The issue I have is with what the phrase implies. It’s an idea that I think drives much of corporate messaging in a counterproductive direction.
When you feel the need to give something back, the implication is that it rightfully belonged to someone else and you took it. “Give back your brother’s baseball mitt! Give back your sister’s earrings!”
If you take something that belongs to someone else and you don’t give it back, you’re a thief.
But if you earn something through a free exchange in which you fulfill your part of the agreement, you have every right to what you got. You are under no obligation to give it back.
The idea of “giving back” for corporations is tinged with a notion of guilt. If you made massive profits last year, that must mean you took money away from other people who are now desperately missing it. If only you hadn’t taken in all those profits, the community would have money for housing and feeding the homeless, cleaning up the streets, rehabbing old buildings, etc.
But no. There is no money because you, evil corporation, took it all away in profits. Give it back!
This is a populist – and wrong – conception of how business finance works. Most of the time, when a company makes a healthy profit, it’s because it’s providing goods or services that people want, and making them available at a fair price.

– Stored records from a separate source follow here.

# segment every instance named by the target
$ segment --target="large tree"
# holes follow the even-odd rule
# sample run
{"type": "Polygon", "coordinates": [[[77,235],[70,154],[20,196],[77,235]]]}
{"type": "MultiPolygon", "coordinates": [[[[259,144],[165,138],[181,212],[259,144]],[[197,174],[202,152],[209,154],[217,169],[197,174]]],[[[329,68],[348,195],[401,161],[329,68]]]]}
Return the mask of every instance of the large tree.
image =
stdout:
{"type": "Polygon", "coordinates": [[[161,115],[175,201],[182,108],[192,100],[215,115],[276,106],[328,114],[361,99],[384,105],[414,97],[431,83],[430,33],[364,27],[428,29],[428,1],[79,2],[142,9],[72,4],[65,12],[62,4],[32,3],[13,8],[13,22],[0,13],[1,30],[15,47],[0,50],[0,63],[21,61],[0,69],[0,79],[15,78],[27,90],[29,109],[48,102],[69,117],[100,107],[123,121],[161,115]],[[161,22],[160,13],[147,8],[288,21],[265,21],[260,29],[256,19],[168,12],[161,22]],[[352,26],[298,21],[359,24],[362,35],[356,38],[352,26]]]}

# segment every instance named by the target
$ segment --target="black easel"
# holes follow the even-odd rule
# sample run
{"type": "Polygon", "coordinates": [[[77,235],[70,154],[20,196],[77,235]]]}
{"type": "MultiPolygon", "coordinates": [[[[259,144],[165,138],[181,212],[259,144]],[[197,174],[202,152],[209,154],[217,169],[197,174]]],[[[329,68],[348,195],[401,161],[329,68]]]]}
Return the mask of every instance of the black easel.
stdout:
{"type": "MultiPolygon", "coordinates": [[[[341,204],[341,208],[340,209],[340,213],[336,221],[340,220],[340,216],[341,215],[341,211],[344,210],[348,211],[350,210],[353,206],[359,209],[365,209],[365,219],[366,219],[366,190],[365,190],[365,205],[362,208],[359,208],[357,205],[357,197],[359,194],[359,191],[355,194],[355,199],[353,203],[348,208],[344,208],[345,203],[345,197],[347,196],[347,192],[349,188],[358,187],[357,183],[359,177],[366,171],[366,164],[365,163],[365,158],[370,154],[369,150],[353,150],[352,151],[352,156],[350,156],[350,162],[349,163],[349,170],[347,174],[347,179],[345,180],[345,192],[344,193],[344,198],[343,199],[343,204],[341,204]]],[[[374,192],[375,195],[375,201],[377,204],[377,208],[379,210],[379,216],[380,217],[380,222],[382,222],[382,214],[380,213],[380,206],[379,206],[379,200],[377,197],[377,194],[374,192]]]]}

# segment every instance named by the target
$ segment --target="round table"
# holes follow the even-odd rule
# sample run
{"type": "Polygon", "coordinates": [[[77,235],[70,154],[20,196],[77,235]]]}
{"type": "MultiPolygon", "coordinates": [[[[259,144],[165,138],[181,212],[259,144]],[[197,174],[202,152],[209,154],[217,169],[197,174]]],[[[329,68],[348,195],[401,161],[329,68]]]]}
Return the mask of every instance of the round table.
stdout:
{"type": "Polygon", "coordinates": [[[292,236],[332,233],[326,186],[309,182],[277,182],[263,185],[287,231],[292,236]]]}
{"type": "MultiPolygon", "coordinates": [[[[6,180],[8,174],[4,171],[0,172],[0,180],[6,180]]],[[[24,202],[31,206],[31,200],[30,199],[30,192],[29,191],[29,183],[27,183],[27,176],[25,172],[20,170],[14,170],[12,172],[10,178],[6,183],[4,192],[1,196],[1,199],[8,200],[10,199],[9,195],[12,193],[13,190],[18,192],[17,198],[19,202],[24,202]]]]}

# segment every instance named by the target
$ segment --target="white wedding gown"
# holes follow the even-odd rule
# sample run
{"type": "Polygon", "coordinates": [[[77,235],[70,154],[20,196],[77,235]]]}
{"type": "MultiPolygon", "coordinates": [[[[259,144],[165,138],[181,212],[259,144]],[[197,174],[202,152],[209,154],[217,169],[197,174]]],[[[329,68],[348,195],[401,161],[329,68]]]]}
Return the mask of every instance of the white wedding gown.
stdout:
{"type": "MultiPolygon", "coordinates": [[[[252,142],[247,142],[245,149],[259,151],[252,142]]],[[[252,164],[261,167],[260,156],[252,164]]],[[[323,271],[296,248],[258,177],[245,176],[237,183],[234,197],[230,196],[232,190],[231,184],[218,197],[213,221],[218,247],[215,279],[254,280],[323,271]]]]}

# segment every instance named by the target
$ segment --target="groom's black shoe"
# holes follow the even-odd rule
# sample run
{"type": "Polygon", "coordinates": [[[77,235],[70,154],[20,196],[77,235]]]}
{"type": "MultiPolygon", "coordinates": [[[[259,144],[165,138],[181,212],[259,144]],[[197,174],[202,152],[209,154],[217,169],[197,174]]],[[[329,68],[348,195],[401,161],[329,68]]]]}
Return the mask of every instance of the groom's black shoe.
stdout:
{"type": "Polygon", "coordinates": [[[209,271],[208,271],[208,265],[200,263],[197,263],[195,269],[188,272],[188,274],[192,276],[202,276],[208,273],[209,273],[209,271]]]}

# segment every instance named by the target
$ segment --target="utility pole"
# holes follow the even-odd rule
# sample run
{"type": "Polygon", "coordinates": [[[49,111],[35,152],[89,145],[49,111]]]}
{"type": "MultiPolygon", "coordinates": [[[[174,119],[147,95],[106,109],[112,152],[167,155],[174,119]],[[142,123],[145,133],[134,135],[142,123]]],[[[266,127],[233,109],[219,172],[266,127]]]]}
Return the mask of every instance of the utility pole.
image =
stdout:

The company that makes high-quality refrigerators isn’t absconding with people’s money. It’s providing them with a way to keep their food from spoiling. The company that makes shower heads isn’t picking people’s pockets. It’s helping them to be clean. When people pay whatever these things cost, they consider it a worthwhile exchange. They want what they get for the money more than they want to just keep the money.
And companies who earn profits don’t just stash the money in a room somewhere and look at it. They redeploy it to buy equipment, or hire more people, or buy materials from other businesses that also need the revenue.
Where I’m going as a marketing content writer is this: Businesses do good work simply by virtue of doing a good job at their core businesses. When you provide products and services that people need, you’ve done good right there. If you want to also give to charity, fine, but you don’t have to do that to have made a positive contribution to society.
Many corporate leaders border on being apologetic for making profits. They want much of their messaging to be about how they “give back” because they’re afraid they can’t justify their own place in the economic world if they don’t.
This has a lot to do with the misconception that profitable corporations just use all the cash for big corporate parties, or yachts, or executive trips to exotic locales, or $1,000 steak dinners. Corporate executives are very sensitive about this public perception, and seek to counter it by putting lots of emphasis on their charitable contributions and volunteer efforts.
Again, there is nothing wrong with doing any of that. But if corporations are doing it to escape condemnation for being profitable, they need to change that narrative and put the focus on the good they do just by being good at their businesses.
It would help, of course, if popular media had the slightest idea how business finance actually works. But there are dreams that may never come true.
When we write marketing content for a client, we always urge them to put the focus on the good they do with their core products and services. There is no need to apologize for profiting from this.
Then, if they want to talk about your efforts to benefit the community with your available cash, we will happily help them tell that story too.
But it shouldn’t be some sort of guilt offering because they made a profit. Making a profit is exactly what they’re supposed to do.